Besides required courses, M.S. students in the QF program also need to take at least two elective courses from the following list.

  • AMS 515 Case Studies in Computational Finance 
  • AMS 520 Machine Learning in Quantitative Finance
  • AMS 522 Bayesian Methods in Finance
  • AMS 523 Mathematics of High Frequency Finance
  • AMS 526 Numerical Analysis I 
  • AMS 527 Numerical Analysis II 
  • AMS 528 Numerical Analysis III 
  • AMS 530 Principles of Parallel Computing 
  • AMS 540 Linear Programming
  • AMS 542 Analysis of Algorithms
  • AMS 550 Stochastic Models
  • AMS 553 Simulation and Modeling
  • AMS 560 Big Data Systems, Algorithms and Networks
  • AMS 561 Introduction to Computational and Data Science
  • AMS 562 Introduction to Scientific Programming in C++
  • AMS 569 Probability Theory I
  • AMS 570 Introduction to Mathematical Statistics
  • AMS 578 Regression Theory
  • AMS 580 Statistical Learning
  • AMS 588 Failure and Survival Data Analysis
  • AMS 595 Fundamentals of Computing
  • AMS 603 Risk Measures for Finance and Data Analysis

The following is an example of quantitative finance course offered by the QF program.

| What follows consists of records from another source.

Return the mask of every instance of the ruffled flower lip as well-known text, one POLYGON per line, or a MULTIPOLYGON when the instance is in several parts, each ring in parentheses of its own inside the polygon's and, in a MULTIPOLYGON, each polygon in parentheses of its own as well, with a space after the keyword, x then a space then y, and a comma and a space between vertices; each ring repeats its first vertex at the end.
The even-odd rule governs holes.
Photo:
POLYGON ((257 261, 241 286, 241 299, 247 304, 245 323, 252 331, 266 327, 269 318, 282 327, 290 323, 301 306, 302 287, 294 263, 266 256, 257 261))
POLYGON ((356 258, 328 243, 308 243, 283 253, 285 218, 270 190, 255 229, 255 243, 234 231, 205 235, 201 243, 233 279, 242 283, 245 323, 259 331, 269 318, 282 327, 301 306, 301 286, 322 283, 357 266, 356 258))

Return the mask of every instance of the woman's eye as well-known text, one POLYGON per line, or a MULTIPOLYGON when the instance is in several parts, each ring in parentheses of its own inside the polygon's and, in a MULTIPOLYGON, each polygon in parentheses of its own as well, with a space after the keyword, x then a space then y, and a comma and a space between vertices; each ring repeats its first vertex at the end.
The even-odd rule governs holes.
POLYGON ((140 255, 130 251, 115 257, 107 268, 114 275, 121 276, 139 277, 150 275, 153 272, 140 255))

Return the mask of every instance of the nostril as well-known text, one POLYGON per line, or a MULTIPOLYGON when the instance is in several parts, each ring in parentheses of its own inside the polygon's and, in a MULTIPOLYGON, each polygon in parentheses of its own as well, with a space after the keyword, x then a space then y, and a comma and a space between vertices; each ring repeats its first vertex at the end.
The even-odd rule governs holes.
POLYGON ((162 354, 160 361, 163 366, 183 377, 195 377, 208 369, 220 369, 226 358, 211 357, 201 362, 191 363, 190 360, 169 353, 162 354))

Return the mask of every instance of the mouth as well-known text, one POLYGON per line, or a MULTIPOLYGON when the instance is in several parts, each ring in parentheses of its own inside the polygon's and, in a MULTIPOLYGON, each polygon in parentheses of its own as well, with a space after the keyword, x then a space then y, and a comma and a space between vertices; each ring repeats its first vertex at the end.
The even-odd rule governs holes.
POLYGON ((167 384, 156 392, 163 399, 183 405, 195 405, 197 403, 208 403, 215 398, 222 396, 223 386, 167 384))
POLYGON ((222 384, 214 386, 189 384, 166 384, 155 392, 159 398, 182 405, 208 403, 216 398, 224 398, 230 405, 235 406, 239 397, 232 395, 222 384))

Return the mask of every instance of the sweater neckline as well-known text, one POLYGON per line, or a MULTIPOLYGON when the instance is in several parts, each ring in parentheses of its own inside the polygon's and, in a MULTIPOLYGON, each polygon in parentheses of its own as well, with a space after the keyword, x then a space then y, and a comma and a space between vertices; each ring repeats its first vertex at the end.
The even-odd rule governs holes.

AMS 517 Quantitative risk management. The course will present various techniques and methods for the analysis of market risk, credit risk, and operational risk in the financial market. In particular, methods for market risk covered in the course include value at risk, coherent risk measures, time series models, dimension reduction techniques, extreme value theory, and Monte Carlo methods; methods for credit risk and operational risk include survival analysis, generalized linear models, structural and reduced form models, and Poisson process models.